The future looks uncertain.

Scotland has arrived at an unenviable position. The pandemic has resulted in deep economic shocks and destabilisation for the country. Severely punished, the arts, hospitality, tourism and oil and gas sector remain on the brink of collapse. The Scottish government has provided over £2.3 billion in aid to help stabilise the economy. Nevertheless, reports indicate that GDP has shrunk by as much as 18.9% in April alone.

There is no silver bullet that will fix the current economic damage. The pandemic has exposed the inherent weaknesses that we as a country face. Neo-liberal and austerity politics have damaged our communities and stripped away our spirit. This has left us more vulnerable and more dependent on help. It is clear that we must steer away from the current debt economy; where “rentier capitalism” has allowed some to profit from buying assets that others must in turn rent. The truth is that it has pressed inequalities deep into the seams of our society.

Scotland has arrived at crossroads. There is growing support that we take a new path. A path toward creating a Resilient Scotland. With it, there is an opportunity to use different economic tools to ensure a safer and more secure future. One that favours distributed and decentralised power, excellent infrastructure, regenerative relationships with the environment and high levels of civic participation. Alternatively, we continue on the original path (that got us into this mess) and that leaves us vulnerable to the next big economic crash.

  1. Resilient Scotland

Scotland must recover forward from the pandemic. Covid-19 has signposted the problems that we face as a country. Long and unreliable supply chains, communities over-dependent on tourism and the countries’ lack of economic sovereignty. There are three core components required for resilience building:

  1. Resilient Economy – By incorporating a variety of economic tools Scotland can make itself more resilient to economic shocks in the future. Local Wealth Building, Foundational Economics, Circular Economics, Green Import Substitution Reindustrialisation and Entrepreneurial State will work in conjunction with one another to provide a diverse and versatile economy.
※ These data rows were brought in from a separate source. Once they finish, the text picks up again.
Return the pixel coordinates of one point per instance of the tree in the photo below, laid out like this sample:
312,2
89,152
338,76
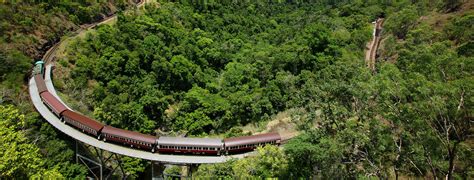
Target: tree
18,157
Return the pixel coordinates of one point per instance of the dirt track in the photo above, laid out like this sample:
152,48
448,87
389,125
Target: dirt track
370,54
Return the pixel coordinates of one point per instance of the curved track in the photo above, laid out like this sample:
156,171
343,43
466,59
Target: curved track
371,53
78,135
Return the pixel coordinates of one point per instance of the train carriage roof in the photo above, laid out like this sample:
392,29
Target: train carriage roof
97,126
40,83
129,134
259,138
193,142
53,102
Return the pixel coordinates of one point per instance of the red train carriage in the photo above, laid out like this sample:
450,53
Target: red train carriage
249,143
54,104
40,83
208,146
134,139
82,122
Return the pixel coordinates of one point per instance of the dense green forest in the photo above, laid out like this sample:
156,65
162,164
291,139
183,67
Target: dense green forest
29,146
208,69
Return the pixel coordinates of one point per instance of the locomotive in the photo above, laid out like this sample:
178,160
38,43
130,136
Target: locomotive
163,144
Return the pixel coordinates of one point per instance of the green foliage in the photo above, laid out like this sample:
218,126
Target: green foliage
268,162
133,166
207,67
401,22
216,71
19,158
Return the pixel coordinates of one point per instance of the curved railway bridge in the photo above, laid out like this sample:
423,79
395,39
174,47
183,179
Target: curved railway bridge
92,141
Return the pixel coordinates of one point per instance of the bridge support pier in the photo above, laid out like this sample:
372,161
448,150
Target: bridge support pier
101,164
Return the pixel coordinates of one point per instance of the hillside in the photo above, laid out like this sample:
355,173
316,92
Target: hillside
209,69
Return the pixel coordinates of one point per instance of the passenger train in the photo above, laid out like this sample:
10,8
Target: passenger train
175,145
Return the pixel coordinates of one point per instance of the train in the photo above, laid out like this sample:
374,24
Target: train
162,144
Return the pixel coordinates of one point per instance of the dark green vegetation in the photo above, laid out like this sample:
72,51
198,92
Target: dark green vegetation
204,71
29,146
205,68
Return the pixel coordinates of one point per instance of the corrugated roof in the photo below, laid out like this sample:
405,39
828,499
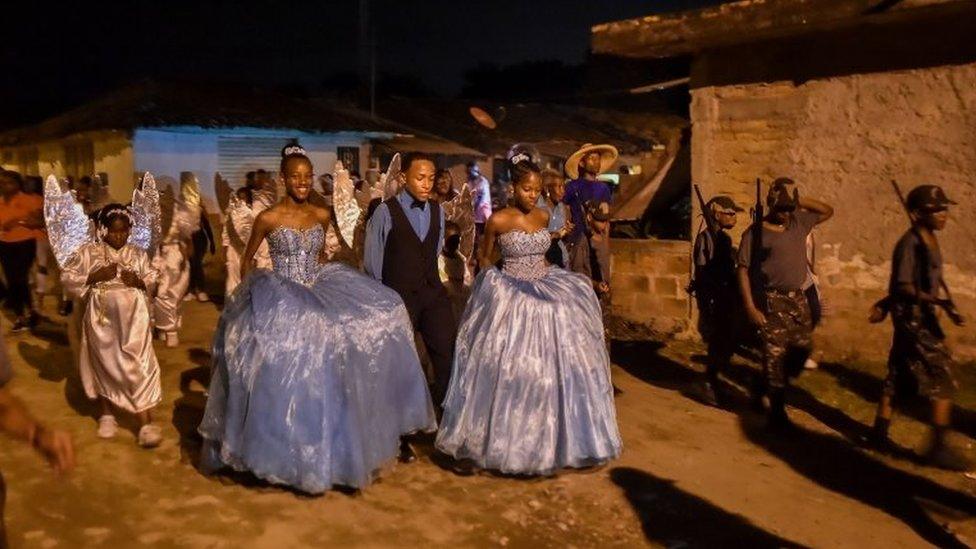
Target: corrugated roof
555,130
689,32
155,104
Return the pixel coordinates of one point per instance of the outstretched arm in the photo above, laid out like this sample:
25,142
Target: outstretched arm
324,217
262,225
488,242
15,420
822,209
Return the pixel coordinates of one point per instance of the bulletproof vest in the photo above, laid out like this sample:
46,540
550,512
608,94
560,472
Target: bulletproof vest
409,264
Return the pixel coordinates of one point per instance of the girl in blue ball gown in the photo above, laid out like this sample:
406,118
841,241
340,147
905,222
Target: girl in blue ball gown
315,374
530,390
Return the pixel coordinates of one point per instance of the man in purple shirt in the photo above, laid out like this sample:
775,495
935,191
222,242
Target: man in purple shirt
583,168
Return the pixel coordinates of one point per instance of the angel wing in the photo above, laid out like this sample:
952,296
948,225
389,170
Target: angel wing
223,191
241,219
147,216
460,210
345,205
389,182
67,225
This will help to establish a broad and balanced, productive and useful economy that ensures high-skilled and well-paid jobs.
  2. Resilient Society – Ensuring that there is economic security for everyone, not only those who have wealth. Improving social institutions, providing reliable public infrastructure and supporting cohesive and integrated communities. The aim is to build upon high levels of public trust and strive toward greater levels of civic participation.
  3. Resilient Environment – Is one that provides Scotland with natural resources and allows for their management and regeneration. We need to restore and protect our environment otherwise we cannot ensure a decent standard of living for the people of Scotland.
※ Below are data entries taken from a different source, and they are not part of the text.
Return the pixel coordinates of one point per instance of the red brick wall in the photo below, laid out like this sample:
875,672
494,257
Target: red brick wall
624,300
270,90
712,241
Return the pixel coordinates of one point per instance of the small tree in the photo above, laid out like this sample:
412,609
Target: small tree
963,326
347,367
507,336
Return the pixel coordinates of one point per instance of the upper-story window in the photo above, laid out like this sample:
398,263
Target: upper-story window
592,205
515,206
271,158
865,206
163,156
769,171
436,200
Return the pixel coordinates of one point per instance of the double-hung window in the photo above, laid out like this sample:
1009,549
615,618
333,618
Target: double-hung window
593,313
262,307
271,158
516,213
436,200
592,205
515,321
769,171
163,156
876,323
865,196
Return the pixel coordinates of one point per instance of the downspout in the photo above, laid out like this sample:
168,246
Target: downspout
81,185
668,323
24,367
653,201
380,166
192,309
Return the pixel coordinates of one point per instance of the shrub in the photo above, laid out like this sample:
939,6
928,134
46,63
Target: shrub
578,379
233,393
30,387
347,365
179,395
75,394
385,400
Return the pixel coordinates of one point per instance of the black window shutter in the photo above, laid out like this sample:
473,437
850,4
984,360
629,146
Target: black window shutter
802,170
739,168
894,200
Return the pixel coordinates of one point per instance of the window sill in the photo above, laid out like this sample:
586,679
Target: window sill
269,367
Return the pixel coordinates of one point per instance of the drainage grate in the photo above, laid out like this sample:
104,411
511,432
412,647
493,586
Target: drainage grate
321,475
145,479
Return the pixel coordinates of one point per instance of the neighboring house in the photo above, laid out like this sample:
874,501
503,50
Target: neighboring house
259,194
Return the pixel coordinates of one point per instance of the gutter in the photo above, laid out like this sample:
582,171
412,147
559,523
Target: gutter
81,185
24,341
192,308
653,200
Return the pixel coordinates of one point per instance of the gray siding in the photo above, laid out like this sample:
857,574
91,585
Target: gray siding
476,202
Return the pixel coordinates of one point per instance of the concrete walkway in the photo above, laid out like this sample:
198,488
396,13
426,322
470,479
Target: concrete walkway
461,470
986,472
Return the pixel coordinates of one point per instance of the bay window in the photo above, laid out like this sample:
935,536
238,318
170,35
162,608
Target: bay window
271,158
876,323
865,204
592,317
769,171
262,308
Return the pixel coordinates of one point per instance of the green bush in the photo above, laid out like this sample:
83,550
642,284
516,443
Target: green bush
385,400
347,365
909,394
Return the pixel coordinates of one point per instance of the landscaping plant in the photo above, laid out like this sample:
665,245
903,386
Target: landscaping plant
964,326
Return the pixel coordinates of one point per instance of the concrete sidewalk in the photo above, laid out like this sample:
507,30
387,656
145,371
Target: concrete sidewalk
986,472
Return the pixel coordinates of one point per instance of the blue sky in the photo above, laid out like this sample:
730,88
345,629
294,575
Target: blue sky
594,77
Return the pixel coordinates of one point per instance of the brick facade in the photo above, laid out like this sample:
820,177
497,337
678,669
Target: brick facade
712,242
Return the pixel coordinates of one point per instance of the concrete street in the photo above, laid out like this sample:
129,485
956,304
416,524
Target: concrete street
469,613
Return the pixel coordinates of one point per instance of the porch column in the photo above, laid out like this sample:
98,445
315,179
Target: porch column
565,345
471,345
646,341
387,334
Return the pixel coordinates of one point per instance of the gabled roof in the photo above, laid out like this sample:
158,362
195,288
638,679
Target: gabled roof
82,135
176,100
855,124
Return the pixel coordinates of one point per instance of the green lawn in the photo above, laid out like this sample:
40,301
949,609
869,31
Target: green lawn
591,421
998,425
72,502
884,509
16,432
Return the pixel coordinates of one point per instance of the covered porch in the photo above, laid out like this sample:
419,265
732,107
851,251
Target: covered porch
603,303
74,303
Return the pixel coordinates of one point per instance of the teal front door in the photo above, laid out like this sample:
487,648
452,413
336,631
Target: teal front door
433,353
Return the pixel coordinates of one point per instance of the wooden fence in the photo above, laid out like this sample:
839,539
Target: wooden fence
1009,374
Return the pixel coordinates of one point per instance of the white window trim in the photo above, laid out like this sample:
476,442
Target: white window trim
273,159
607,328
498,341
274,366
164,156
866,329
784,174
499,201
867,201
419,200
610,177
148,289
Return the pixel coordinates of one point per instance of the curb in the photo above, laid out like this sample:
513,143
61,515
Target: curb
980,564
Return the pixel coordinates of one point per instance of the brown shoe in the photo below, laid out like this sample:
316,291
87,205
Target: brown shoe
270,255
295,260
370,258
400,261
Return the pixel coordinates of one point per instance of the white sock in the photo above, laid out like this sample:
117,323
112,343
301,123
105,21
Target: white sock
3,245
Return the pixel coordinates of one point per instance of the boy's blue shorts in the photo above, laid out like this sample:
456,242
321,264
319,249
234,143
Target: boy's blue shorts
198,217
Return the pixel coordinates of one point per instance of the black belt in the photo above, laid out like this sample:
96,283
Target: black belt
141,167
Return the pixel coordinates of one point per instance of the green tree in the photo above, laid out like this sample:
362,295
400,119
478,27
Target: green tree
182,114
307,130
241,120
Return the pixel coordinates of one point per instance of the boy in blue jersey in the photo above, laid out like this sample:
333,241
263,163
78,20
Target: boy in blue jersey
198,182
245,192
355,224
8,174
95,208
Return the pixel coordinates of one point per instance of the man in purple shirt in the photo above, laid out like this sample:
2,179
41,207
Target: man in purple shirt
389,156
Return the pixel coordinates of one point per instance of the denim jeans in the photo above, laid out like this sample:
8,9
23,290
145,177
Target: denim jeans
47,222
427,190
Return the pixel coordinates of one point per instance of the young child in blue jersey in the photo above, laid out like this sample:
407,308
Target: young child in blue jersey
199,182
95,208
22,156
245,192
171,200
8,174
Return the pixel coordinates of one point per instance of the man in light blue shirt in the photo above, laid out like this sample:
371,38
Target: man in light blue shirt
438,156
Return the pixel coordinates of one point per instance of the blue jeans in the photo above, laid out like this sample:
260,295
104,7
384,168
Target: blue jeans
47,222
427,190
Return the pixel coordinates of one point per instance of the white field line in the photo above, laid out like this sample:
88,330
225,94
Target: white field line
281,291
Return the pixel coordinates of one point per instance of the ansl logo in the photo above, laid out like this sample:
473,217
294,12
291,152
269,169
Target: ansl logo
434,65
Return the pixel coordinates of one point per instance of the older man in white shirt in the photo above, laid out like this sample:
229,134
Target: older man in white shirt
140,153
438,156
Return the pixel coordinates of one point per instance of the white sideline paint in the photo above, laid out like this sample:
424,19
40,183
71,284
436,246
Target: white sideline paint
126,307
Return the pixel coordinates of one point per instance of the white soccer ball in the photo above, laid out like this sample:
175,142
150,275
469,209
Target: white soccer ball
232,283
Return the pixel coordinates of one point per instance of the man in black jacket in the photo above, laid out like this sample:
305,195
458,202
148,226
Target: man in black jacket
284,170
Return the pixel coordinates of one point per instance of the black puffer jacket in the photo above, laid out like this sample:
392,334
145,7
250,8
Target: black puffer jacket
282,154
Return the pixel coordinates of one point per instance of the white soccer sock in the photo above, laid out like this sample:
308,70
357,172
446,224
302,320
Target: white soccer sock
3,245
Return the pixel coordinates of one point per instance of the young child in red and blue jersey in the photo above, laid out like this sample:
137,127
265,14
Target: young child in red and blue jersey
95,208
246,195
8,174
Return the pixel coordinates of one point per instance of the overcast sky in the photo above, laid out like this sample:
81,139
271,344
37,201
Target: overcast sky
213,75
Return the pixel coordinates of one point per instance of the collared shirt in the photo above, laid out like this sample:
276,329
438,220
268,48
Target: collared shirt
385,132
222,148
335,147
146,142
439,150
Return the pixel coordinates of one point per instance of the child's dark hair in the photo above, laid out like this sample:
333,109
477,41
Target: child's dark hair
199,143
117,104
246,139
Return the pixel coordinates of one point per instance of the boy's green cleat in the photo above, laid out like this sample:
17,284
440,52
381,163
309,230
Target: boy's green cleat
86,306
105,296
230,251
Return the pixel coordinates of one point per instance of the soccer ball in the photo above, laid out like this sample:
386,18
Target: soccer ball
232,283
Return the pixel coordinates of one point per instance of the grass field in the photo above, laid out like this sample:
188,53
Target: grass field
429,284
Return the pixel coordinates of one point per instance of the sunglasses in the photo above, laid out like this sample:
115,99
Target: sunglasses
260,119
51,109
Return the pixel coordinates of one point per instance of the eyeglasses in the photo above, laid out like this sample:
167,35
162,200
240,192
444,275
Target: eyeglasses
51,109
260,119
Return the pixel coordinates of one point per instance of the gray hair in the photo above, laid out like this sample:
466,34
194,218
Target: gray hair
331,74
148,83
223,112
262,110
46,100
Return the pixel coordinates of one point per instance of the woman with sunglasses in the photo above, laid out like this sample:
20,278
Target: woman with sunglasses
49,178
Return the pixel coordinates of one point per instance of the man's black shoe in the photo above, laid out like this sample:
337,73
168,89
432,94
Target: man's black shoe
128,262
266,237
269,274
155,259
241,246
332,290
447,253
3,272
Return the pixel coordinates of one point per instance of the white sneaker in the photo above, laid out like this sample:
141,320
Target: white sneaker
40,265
A Resilient Scotland can become an incubator for a Green New Deal. The Common Home Plan outlines a clear path for a completely decarbonised Scotland. Generating a slew of new light green infrastructure, high-paid skilled jobs, increased well-being and future security for the people of this country. It is a chance for Scotland to tap into its excellent resources, people and natural, to provide the highest quality of life imaginable.